The reference demo [`demos/00-hello-gate`](./demos/00-hello-gate) composes all
three at once to prove the substrate generalizes;
[`demos/01-injection-tripwire`](./demos/01-injection-tripwire) is the focused
Concept B demo — it shows an allow/deny policy is *not enough* to stop a
prompt-injection exfil, and a taint tripwire is.

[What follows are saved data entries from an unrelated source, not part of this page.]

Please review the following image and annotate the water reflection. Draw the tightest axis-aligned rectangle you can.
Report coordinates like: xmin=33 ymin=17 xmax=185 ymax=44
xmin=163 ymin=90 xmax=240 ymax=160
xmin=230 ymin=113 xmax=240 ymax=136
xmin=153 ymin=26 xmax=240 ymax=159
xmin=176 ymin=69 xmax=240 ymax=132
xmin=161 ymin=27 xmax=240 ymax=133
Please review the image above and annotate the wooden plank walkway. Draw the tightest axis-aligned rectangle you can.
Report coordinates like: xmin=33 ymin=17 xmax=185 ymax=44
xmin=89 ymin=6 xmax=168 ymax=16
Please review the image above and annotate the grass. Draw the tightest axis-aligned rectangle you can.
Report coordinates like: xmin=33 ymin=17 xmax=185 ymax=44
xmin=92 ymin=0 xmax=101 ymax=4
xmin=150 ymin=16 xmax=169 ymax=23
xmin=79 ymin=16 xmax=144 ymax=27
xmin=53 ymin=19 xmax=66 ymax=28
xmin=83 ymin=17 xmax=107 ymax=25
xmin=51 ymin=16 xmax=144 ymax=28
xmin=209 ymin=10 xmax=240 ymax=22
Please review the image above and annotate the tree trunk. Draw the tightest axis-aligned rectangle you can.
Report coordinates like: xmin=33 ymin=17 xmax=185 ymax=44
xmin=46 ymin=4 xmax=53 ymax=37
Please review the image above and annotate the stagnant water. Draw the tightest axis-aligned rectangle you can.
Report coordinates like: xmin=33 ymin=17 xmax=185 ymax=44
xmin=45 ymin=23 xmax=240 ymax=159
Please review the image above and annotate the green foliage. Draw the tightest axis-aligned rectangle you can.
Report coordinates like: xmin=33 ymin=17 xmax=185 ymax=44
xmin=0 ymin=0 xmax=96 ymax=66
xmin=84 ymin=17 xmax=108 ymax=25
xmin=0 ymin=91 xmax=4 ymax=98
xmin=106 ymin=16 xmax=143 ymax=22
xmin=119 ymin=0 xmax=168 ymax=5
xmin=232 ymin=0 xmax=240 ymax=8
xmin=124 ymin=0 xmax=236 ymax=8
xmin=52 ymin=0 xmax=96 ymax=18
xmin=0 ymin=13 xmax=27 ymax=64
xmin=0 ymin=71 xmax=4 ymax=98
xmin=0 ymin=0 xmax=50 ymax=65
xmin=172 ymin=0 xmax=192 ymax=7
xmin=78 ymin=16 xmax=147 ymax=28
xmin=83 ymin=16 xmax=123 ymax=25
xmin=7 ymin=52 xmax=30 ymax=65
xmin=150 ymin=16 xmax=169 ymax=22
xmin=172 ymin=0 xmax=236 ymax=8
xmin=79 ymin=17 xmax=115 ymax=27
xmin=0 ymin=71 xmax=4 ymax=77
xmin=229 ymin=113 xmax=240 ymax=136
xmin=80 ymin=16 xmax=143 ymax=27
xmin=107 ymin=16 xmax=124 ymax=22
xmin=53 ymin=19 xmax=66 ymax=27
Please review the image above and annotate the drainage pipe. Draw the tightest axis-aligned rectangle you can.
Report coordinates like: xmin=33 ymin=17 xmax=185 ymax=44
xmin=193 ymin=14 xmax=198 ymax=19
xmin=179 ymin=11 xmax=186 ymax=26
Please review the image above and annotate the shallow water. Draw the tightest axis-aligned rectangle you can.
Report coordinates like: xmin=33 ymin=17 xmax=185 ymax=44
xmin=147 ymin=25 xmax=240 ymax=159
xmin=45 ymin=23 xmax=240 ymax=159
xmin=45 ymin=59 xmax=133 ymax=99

> **Standalone primitive.** Concept A also has its own focused home — the
> **guardrail** repo — the single-idea policy-gate primitive with its own README
> and quick start, for readers who just want that one control. This lab is where
> the three concepts compose on a shared shim and become repeatable content.

## Repo layout

```
agentlab/
├── shim/ # shared tool-call interception substrate + tests
│ ├── interceptor.py # Interceptor + Middleware chain + Blocked
│ ├── middleware.py # PolicyGate / InjectionTripwire / FlightRecorder
│ ├── audit.py # hash-chained JSONL audit sink
│ └── toolbox.py # shared mock tools
├── demos/
│ ├── _template/ # drop-in scaffold for a new demo
│ ├── 00-hello-gate/ # reference demo that exercises the whole substrate
│ └── 01-injection-tripwire/ # Concept B: taint tracking beats allow/deny policy
├── capture/ # one-command demo-capture pipeline
├── new_demo.sh # scaffold a new demo
├── run_tests.py # dependency-free test runner
├── HOWTO.md # how to add a new demo (the short version)
├── CONTRIBUTING.md
└── LICENSE # Apache-2.0
├── NOTICE # Apache-2.0 NOTICE
```

## Adding a demo

See [`HOWTO.md`](./HOWTO.md). The short version: `./new_demo.sh `, edit the
plan and middleware, run it, capture it.

## License

Apache-2.0 licensed — see [`LICENSE`](./LICENSE) and [`NOTICE`](./NOTICE).